The inter-arterial watershed zone in neonates is a geographic area without discernible anatomic boundaries and difficult to demarcate and usually not featured in atlases. Schematics currently used to depict the areas are not based on any prior anatomic mapping, compared to adults.Magnetic resonance imaging (MRI) of neonates in the acute to subacute phase with suspected hypoxic-ischaemic injury (HII) can demonstrate signal abnormality and restricted diffusion in the cortical and subcortical parenchyma of the watershed regions.In the chronic stage of partial-prolonged hypoxic-ischaemic injury, atrophy and ulegyria can make the watershed zone more conspicuous as a region. Our aim is to use images extracted from a sizable medicolegal database (approximately 2000 cases), of delayed MRI scans in children with cerebral palsy, to demonstrate the watershed region.To achieve this, we have selected cases diagnosed on imaging as having sustained a term pattern of partial-prolonged HII affecting the hemispheric cortex, based on the presence of bilateral, symmetric atrophy with ulegyria. From these, we have identified those patients demonstrating injury along the whole watershed continuum as well as those demonstrating selective anterior or posterior watershed predominant injury for demonstration.Recognition of this zone is essential for diagnosing partial-prolonged hypoxic-ischaemic injury sustained in term neonates. The images presented in this pictorial review provide a template for identifying the cortical watershed distribution when there is milder regional (anterior, parasagittal, peri-Sylvian and posterior) watershed injury and for more severe injury where multiple regions are injured in combination or as a continuum.
新生儿动脉间分水岭区是一个没有明显解剖边界、难以界定且通常在图谱中未被描绘的区域。
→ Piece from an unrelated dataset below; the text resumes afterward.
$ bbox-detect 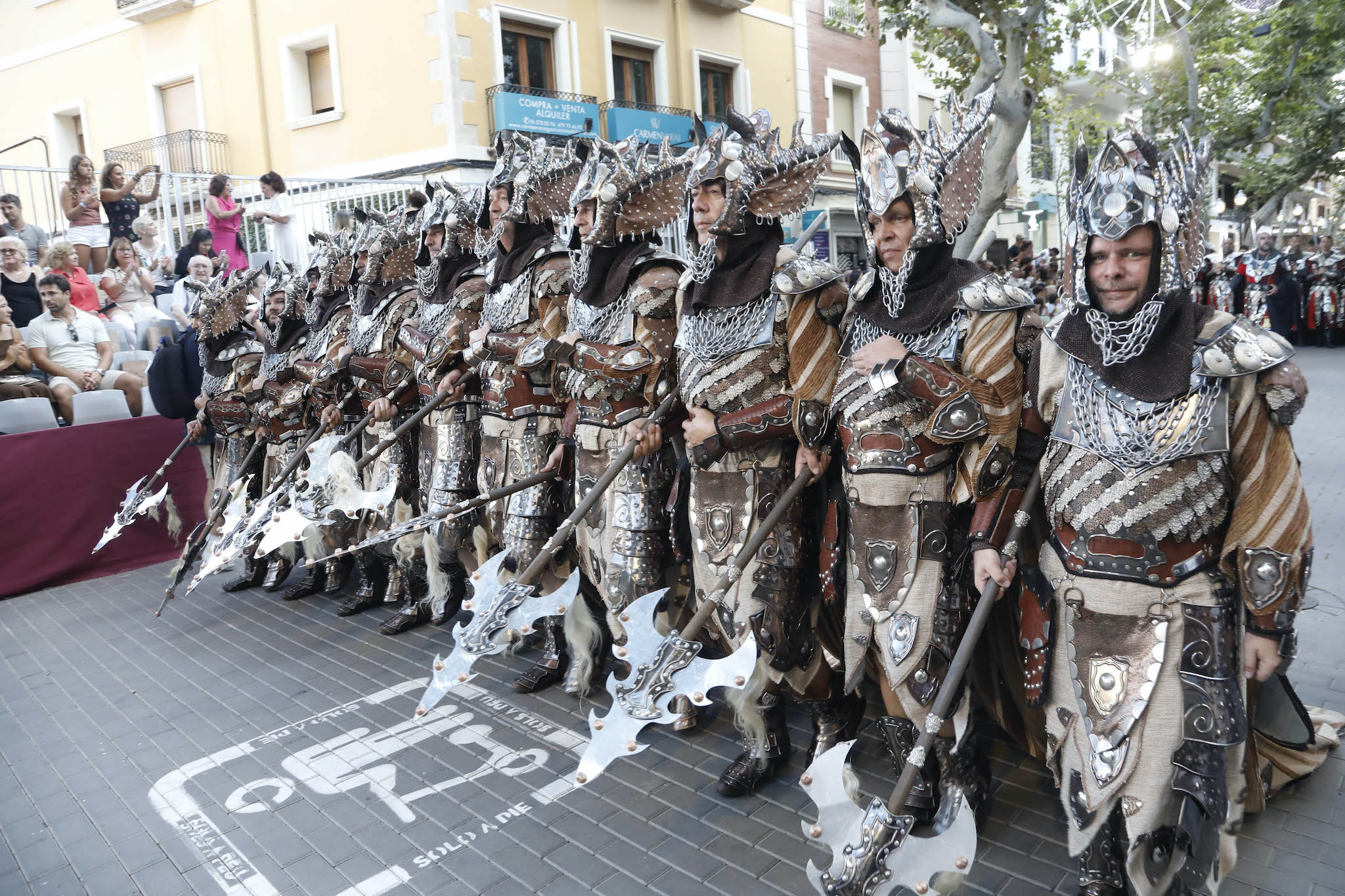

与成人相比,目前用于描绘这些区域的示意图并非基于任何先前的解剖图谱。对疑似缺氧缺血性损伤(HII)的急性至亚急性期新生儿进行磁共振成像(MRI)检查,可显示分水岭区域皮质和皮质下实质的信号异常及扩散受限。在部分持续性缺氧缺血性损伤的慢性期,萎缩和脑回畸形可使分水岭区作为一个区域更加明显。我们的目的是利用从一个规模较大的法医学数据库(约2000例)中提取的图像,即脑瘫患儿的延迟MRI扫描图像,来展示分水岭区域。为实现这一目标,我们选择了根据影像学诊断为患有影响半球皮质的足月型部分持续性HII的病例,其依据是存在双侧对称性萎缩伴脑回畸形。从这些病例中,我们确定了那些在整个分水岭连续区域显示损伤的患者以及那些显示选择性前或后分水岭为主损伤的患者进行展示。认识这个区域对于诊断足月新生儿所遭受的部分持续性缺氧缺血性损伤至关重要。本图像综述中呈现的图像为在存在较轻的区域性(前部、矢状旁、外侧裂周围和后部)分水岭损伤时识别皮质分水岭分布提供了一个模板,也为多个区域联合或连续受损的更严重损伤情况提供了模板。